Hair brushing is not an easy task around here. Her hair was down to the middle of her back, and it is fine and smooth and tangles like Silly String. It’s a real headache.
Literally. For both of us.
Like all kids, she hates having her hair brushed.
We sat down, and I brushed. I sprayed detangler and brushed and sprayed some more.
Fifteen minutes later, we were still brushing. The knots seemed to be multiplying, and her patience was dissipating.
“Do you want to go to Kids Kutters?” I asked.
Yeah! Let’s go now! she responded.
That was that. I called the kids’ salon (that shows a movie during the haircut), and we got in the car.
Knowing what a mess her hair was, I told her she’d need to have her hair washed before it was cut. She hesitated.
I’d been thinking about getting my hair cut anyway, so I thought quickly and made a deal.
“If you get your hair washed, I’ll get a haircut that matches yours.”
She thought for a second and agreed.
That’s exactly what happened.
She got her hair washed, calmly and without incident. We got matching haircuts.

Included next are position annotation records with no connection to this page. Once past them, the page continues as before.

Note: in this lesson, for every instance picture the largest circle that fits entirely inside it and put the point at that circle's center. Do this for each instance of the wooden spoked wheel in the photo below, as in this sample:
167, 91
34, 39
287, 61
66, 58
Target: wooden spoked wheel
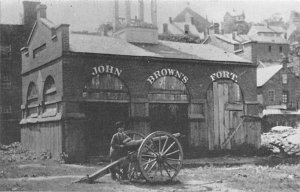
133, 168
160, 157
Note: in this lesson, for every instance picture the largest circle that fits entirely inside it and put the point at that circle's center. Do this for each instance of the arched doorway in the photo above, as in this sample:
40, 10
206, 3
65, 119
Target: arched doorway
106, 101
168, 107
225, 105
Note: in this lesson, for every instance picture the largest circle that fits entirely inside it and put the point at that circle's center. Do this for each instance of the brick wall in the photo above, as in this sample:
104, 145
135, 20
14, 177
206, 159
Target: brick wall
263, 53
136, 71
275, 83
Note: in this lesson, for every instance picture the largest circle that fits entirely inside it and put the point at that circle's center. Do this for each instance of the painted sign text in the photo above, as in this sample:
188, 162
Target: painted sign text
224, 75
106, 69
167, 72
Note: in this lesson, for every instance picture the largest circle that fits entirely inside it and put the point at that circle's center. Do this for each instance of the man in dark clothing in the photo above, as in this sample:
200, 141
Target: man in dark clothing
117, 151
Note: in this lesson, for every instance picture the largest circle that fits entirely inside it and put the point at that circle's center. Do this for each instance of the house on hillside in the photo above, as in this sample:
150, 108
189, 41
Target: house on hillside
234, 21
278, 87
259, 46
267, 31
12, 39
293, 31
186, 23
76, 86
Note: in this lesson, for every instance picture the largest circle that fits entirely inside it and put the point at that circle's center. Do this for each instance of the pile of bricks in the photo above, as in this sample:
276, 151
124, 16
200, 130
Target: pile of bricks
283, 140
15, 152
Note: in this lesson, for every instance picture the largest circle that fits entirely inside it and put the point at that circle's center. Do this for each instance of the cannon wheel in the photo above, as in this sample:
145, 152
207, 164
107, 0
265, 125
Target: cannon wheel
133, 168
160, 157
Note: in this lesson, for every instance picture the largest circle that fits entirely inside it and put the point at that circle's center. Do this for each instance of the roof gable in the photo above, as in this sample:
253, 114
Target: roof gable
265, 74
181, 16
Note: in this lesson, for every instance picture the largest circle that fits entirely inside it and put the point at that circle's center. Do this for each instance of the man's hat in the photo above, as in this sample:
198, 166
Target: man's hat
120, 124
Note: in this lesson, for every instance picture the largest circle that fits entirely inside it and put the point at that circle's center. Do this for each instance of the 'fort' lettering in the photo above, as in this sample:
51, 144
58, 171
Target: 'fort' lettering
106, 69
224, 75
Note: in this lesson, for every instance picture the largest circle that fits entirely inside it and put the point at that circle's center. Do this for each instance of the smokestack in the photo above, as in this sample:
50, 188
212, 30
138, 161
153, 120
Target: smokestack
116, 15
128, 12
154, 12
29, 9
234, 34
165, 28
41, 11
0, 12
141, 10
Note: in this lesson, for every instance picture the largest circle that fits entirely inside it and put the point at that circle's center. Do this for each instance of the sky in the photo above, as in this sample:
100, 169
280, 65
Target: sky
89, 14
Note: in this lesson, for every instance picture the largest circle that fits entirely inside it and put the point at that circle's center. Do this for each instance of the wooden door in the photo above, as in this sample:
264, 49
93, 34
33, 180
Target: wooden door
101, 125
225, 108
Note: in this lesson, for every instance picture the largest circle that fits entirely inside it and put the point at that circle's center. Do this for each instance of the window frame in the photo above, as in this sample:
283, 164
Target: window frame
271, 99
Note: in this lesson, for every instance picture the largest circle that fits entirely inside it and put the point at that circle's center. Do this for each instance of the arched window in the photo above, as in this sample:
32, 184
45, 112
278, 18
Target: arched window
168, 88
106, 87
32, 100
49, 97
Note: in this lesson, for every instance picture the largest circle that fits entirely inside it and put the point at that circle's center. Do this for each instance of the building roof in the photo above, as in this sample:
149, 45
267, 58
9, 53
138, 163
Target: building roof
181, 16
227, 38
178, 29
235, 13
268, 39
248, 38
84, 43
266, 73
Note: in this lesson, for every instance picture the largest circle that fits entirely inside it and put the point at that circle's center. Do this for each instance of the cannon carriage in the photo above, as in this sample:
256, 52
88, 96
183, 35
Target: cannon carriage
155, 158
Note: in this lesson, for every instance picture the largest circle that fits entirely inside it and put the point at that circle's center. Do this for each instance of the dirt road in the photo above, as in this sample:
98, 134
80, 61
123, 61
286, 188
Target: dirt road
219, 174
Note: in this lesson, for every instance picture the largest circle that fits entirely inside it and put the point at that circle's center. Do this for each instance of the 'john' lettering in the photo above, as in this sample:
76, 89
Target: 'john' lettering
106, 69
167, 72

We both love them, and my daughter decorated hers as soon as we got home with colored hair pieces my sister had given her for Christmas.
I’ve gone back and forth about how I handled the situation. I don’t like to make deals.
Nothing seems to work to ease my daughter’s fears.
Being stern, telling her to lie back and allow the beautician to wash her hair didn’t work. I know her well enough to know that she was going to freeze up or freak out.
Her obedience was less important to her than her fear.
I get it.
I wouldn’t grab a spider, no matter who asked me to do it. I. just. wouldn’t.
I don’t know what to do about her fears. They control her so often, and I feel so powerless.
But this time, I wasn’t powerless.
The results were pretty terrific, don’t you think?